Journal milquetoast811's Journal: the wiz 2
jude law is being interviewed on the actor's studio. they are showing a clip of 'the talented mr. ripley' and instantly i am reminded of my brief stint as the secretary to the advertising director at miramax films in tribeca several years ago. while i dallied about, i watched many b-rolls of scenes from that film i unearthed in the back of a cabinet. it is the closest i've ever come to realizing my secret dream, that of Filmmaker. and now i slip further and further away from formally grasping for that particular rainbow. films no longer hold the magic they did for me when i was little, when i lived across the street from the movie theatre with two screens, and could not wait to see the next big hollywood blockbuster. to delve into what you purely love necessarily corrupts it. you peer behind the curtain and find that the puppets are indeed connected by a string, that something of this earth controls their movements. the magic is dispelled. it's a dream we want to believe in, but dreams float in the clouds, and knowing the details forces them to crash down to earth.
maybe that's why they don't tell us about the grinding routine of adulthood. to disillusion kids so early is cruel. i used to feel cheated that i had to face known adversity without armor, the reality of the mudane. fireworks are few and far between. of course my mother would warn me about stuff, but i never believed her. now i imagine we all have to stumble over the same obstacles, the trajectory of growing up is similar across all ages, across all times. the rites of passage.

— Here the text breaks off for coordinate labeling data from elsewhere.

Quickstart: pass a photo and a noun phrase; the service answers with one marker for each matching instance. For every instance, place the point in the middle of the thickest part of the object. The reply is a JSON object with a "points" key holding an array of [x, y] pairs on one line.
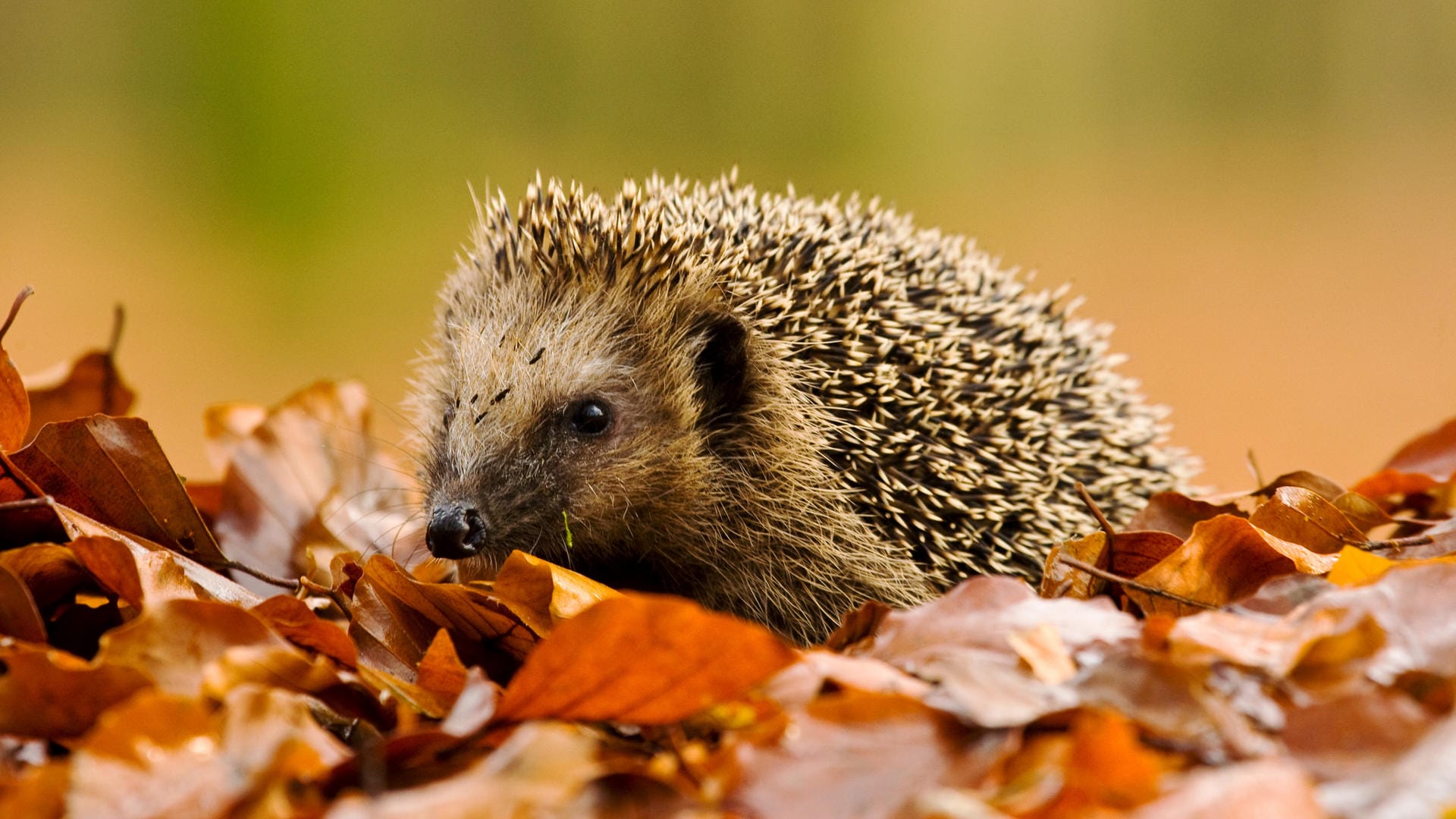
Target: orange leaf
{"points": [[92, 387], [644, 659], [544, 594], [1301, 516], [1109, 764], [440, 670], [294, 620], [1226, 558], [114, 469], [50, 694], [1432, 453]]}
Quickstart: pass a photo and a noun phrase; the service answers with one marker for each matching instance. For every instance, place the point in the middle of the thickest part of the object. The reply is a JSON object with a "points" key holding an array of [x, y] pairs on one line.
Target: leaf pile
{"points": [[274, 646]]}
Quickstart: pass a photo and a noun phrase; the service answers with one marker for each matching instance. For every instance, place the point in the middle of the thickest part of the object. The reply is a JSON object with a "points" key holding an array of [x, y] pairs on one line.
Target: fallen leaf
{"points": [[1301, 516], [1107, 765], [642, 659], [1175, 513], [114, 471], [1223, 560], [854, 754], [402, 615], [1432, 453], [50, 694], [1043, 651], [1273, 789], [309, 471], [542, 594], [91, 388], [168, 757], [539, 771], [19, 615], [440, 670], [294, 620]]}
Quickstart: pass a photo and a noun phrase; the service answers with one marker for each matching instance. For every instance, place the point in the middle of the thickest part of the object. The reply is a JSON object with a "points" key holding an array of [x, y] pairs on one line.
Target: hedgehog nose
{"points": [[455, 532]]}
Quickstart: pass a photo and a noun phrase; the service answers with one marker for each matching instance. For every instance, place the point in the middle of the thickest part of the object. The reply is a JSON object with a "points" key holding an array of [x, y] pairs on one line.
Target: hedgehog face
{"points": [[558, 423]]}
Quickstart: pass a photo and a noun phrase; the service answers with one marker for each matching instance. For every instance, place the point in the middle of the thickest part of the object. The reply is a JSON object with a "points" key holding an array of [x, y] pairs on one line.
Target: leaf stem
{"points": [[1134, 585], [15, 308]]}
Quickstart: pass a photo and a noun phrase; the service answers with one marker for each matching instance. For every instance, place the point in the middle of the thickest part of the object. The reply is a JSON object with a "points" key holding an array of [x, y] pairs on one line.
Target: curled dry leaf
{"points": [[114, 471], [542, 594], [1226, 558], [309, 472], [539, 771], [854, 754], [294, 620], [1175, 513], [642, 659], [1302, 516], [19, 615], [402, 615], [1432, 453], [49, 694], [92, 387], [162, 755]]}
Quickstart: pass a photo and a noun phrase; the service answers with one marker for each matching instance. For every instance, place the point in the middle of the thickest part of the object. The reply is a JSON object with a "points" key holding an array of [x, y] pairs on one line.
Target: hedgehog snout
{"points": [[455, 531]]}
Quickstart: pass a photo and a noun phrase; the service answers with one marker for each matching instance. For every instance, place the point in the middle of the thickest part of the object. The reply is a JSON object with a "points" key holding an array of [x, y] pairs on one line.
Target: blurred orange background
{"points": [[1261, 197]]}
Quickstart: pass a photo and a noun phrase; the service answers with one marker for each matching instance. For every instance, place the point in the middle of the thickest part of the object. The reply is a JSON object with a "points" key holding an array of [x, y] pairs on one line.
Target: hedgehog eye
{"points": [[590, 417]]}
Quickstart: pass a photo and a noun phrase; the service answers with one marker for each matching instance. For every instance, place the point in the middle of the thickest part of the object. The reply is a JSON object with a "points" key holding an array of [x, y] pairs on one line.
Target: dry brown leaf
{"points": [[164, 575], [309, 471], [1394, 483], [1273, 789], [440, 670], [1043, 651], [114, 471], [49, 570], [19, 615], [1060, 580], [1107, 765], [1175, 513], [861, 755], [542, 594], [114, 567], [402, 617], [642, 659], [168, 757], [294, 620], [541, 771], [50, 694], [1432, 453], [15, 403], [1223, 560], [1301, 516], [89, 388]]}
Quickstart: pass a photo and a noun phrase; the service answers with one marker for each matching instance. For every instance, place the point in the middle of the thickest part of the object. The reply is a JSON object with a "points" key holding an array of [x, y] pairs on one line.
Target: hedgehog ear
{"points": [[723, 366]]}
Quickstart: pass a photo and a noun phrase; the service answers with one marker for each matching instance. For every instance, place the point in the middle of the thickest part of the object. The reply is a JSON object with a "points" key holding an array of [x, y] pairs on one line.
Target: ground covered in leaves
{"points": [[275, 646]]}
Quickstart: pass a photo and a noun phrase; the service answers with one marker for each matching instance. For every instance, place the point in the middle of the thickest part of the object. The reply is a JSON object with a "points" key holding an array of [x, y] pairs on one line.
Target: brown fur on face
{"points": [[710, 482], [813, 403]]}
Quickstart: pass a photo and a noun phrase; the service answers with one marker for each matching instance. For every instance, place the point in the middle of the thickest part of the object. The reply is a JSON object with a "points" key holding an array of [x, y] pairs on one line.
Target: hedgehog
{"points": [[778, 406]]}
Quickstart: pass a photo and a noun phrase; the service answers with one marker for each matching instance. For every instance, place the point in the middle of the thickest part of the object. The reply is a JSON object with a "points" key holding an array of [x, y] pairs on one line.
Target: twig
{"points": [[108, 382], [1101, 519], [253, 572], [305, 585], [1254, 468], [1395, 544], [118, 319], [1134, 585], [15, 308], [28, 503]]}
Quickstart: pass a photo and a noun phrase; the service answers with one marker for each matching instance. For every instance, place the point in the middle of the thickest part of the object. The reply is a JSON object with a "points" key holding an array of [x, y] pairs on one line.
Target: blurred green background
{"points": [[1261, 196]]}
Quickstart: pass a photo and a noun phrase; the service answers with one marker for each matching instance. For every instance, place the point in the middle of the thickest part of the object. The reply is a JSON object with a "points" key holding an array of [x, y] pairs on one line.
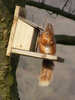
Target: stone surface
{"points": [[62, 86], [62, 25]]}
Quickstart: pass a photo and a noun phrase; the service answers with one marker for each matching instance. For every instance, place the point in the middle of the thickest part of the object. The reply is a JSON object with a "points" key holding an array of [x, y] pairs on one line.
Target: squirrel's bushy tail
{"points": [[46, 73]]}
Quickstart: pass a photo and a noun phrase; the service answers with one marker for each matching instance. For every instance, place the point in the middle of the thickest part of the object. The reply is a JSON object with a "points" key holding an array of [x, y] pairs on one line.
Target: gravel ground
{"points": [[63, 83], [27, 73], [69, 7]]}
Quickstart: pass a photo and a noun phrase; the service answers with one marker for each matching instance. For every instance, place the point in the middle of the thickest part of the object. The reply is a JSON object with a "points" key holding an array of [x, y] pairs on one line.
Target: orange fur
{"points": [[46, 39]]}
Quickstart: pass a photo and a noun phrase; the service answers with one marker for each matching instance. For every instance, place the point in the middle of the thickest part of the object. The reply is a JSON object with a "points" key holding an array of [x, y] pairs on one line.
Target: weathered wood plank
{"points": [[16, 14], [23, 36], [34, 54]]}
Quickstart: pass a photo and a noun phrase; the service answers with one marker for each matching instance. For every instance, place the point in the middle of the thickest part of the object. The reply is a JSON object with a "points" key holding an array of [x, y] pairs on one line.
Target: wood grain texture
{"points": [[23, 36], [34, 54], [13, 31]]}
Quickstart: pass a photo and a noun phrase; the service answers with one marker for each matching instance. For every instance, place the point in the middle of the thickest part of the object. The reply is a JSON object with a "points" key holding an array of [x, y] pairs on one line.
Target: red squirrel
{"points": [[47, 45]]}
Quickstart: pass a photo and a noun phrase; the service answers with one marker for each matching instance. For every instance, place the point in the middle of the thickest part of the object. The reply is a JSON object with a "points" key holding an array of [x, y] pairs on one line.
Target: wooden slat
{"points": [[23, 36], [16, 15], [34, 54]]}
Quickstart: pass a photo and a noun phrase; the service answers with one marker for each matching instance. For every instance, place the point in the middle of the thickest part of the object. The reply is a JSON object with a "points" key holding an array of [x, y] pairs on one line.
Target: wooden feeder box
{"points": [[23, 37]]}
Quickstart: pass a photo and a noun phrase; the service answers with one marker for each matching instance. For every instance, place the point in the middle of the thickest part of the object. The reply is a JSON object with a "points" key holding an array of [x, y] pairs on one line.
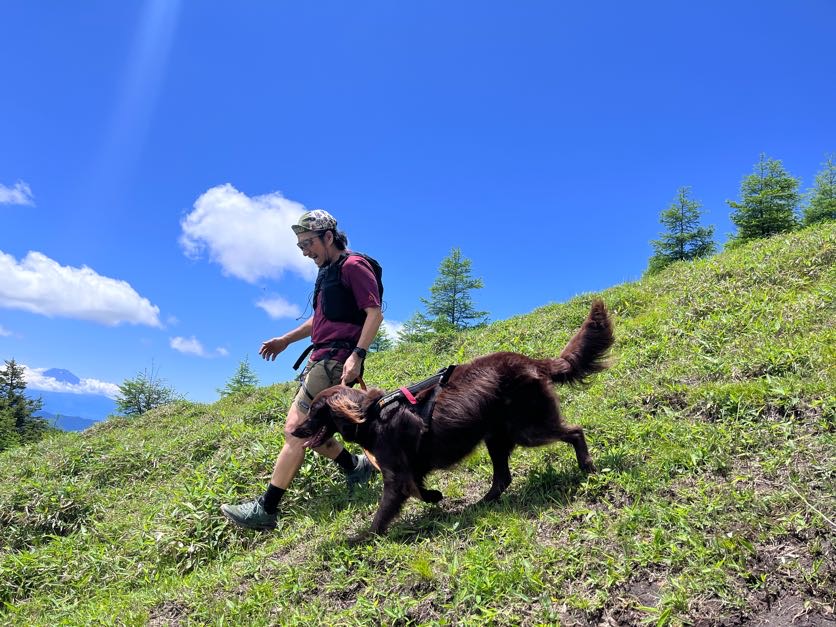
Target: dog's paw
{"points": [[431, 496]]}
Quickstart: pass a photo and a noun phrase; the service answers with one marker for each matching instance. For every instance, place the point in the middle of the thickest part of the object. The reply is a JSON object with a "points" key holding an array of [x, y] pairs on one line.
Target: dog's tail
{"points": [[585, 353]]}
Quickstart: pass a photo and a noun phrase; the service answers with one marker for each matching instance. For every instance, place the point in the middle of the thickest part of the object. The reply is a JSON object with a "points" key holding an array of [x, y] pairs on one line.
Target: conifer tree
{"points": [[244, 380], [450, 305], [382, 341], [18, 422], [144, 392], [823, 196], [684, 239], [768, 200]]}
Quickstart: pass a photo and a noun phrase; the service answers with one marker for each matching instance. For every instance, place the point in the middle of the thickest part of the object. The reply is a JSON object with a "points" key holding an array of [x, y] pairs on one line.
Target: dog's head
{"points": [[338, 409]]}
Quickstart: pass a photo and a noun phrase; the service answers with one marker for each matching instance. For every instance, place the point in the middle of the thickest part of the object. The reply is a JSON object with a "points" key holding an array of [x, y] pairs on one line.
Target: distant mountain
{"points": [[74, 412], [67, 423]]}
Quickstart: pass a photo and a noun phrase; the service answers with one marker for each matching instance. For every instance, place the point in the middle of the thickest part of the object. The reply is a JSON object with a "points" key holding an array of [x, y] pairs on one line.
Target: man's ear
{"points": [[347, 407]]}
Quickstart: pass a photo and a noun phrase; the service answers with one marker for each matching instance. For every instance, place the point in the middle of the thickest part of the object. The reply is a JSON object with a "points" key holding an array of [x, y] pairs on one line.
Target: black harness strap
{"points": [[426, 407]]}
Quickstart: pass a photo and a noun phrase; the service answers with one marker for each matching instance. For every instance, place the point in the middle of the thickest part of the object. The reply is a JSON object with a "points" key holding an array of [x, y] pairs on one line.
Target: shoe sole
{"points": [[238, 523]]}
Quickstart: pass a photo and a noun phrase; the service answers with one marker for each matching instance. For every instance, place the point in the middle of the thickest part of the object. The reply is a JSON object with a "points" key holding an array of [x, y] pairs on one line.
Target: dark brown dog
{"points": [[505, 399]]}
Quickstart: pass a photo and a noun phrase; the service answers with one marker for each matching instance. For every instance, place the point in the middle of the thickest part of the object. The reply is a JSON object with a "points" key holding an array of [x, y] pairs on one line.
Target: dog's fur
{"points": [[505, 399]]}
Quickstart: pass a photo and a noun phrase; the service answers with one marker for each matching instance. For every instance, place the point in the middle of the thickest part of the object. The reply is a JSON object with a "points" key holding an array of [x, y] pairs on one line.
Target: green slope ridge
{"points": [[713, 432]]}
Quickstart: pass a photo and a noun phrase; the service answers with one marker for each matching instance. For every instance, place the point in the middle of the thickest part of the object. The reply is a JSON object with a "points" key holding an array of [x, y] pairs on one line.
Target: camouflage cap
{"points": [[315, 220]]}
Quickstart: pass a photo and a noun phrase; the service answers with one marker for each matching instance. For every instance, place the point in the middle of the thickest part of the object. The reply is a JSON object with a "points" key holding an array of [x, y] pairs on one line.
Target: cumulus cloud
{"points": [[36, 380], [193, 346], [250, 238], [20, 194], [393, 329], [40, 285], [277, 307]]}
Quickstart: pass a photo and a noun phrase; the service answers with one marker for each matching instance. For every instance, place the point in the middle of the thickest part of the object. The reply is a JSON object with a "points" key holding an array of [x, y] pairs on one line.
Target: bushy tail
{"points": [[585, 352]]}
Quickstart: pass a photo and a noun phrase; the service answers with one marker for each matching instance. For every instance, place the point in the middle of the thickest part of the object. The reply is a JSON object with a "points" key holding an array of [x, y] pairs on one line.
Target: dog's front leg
{"points": [[395, 494]]}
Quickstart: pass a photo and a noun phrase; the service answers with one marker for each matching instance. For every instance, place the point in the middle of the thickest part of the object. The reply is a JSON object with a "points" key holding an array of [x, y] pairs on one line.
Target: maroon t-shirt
{"points": [[359, 277]]}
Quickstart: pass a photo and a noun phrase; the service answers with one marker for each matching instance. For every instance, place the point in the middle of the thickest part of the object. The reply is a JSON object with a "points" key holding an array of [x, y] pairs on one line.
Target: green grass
{"points": [[713, 432]]}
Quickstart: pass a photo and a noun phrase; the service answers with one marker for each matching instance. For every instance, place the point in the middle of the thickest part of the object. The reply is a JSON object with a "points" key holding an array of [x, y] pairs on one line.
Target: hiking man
{"points": [[346, 318]]}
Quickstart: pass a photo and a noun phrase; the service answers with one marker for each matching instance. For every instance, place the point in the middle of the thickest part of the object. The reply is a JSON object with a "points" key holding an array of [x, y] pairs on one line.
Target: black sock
{"points": [[271, 498], [346, 460]]}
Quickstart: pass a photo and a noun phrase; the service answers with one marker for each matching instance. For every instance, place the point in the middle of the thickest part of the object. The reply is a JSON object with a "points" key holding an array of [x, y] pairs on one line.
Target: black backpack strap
{"points": [[334, 346]]}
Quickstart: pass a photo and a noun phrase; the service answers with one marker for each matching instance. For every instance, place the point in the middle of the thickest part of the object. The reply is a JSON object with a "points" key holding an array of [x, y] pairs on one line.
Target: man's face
{"points": [[312, 245]]}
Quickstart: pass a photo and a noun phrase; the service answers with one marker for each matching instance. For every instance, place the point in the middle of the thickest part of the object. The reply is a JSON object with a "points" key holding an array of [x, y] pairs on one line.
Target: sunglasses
{"points": [[306, 243]]}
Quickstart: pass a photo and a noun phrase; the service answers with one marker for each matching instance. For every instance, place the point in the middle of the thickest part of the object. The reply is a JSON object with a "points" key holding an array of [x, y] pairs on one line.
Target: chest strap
{"points": [[407, 394]]}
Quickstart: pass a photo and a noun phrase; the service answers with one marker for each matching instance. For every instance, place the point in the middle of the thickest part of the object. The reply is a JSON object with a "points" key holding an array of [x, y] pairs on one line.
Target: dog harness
{"points": [[424, 408]]}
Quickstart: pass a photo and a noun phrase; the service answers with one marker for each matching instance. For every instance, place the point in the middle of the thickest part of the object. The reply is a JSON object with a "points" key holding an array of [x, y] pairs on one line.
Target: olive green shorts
{"points": [[317, 376]]}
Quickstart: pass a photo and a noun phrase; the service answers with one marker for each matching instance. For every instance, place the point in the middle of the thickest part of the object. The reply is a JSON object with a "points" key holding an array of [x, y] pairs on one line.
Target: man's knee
{"points": [[295, 418]]}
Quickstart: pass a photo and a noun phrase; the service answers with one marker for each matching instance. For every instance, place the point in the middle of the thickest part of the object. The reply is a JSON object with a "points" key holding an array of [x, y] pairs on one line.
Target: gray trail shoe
{"points": [[250, 515], [361, 474]]}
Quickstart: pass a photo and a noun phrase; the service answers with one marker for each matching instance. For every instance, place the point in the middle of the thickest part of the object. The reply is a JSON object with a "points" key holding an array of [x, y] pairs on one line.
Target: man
{"points": [[346, 318]]}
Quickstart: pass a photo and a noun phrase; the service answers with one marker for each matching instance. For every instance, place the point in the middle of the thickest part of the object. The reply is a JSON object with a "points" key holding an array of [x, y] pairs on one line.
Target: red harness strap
{"points": [[408, 395]]}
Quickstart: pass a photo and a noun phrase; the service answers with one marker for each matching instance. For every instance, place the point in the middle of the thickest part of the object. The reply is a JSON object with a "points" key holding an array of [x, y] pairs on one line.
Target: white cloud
{"points": [[277, 307], [20, 194], [40, 285], [250, 238], [193, 346], [36, 380], [189, 346]]}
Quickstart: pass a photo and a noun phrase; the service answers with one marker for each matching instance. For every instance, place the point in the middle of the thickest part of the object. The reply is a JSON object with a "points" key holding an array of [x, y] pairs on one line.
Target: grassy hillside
{"points": [[713, 433]]}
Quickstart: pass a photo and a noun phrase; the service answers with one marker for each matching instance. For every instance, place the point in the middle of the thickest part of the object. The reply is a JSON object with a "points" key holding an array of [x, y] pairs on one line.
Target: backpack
{"points": [[338, 301]]}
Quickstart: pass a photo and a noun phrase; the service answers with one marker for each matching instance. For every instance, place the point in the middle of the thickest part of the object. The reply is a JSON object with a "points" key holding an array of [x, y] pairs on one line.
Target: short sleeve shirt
{"points": [[358, 276]]}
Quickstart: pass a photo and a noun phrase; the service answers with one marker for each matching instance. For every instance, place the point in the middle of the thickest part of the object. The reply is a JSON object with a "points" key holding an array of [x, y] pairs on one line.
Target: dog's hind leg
{"points": [[573, 434], [499, 448], [428, 496], [395, 493], [552, 428]]}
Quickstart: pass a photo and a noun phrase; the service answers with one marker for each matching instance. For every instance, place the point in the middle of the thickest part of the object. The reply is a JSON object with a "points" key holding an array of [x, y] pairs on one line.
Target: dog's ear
{"points": [[347, 406]]}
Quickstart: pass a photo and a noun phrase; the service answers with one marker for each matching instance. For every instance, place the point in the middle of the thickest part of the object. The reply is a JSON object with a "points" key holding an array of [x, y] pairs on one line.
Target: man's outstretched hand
{"points": [[271, 348]]}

i assumed i would be married with kids by now as well, somehow, magically. i never figured it would be such a rigamarole to get to that point. in a way, the whole process works against my modus operandi, that of speedy efficiency. dating is marinating in the company of others, each of us looking into some misty crystal ball trying to emote and evoke the vibes of the person across the table. it's all very new age-y. most of the time, i just don't get it. i think it would be helpful to hand out evaluations on the first encounter and receive them in the mail at the end with comments on what went wrong, or how to improve. we could be making the same mistakes over and over again and not even know it.
a friend mentioned in passing today that you can only open your heart to a few, select people, friends or otherwise. because when they go away, your heart breaks as you miss them, and you can only mend it so many times.
jude law's pate has a life of its own. it's a modernist sculpture, really. i am envious.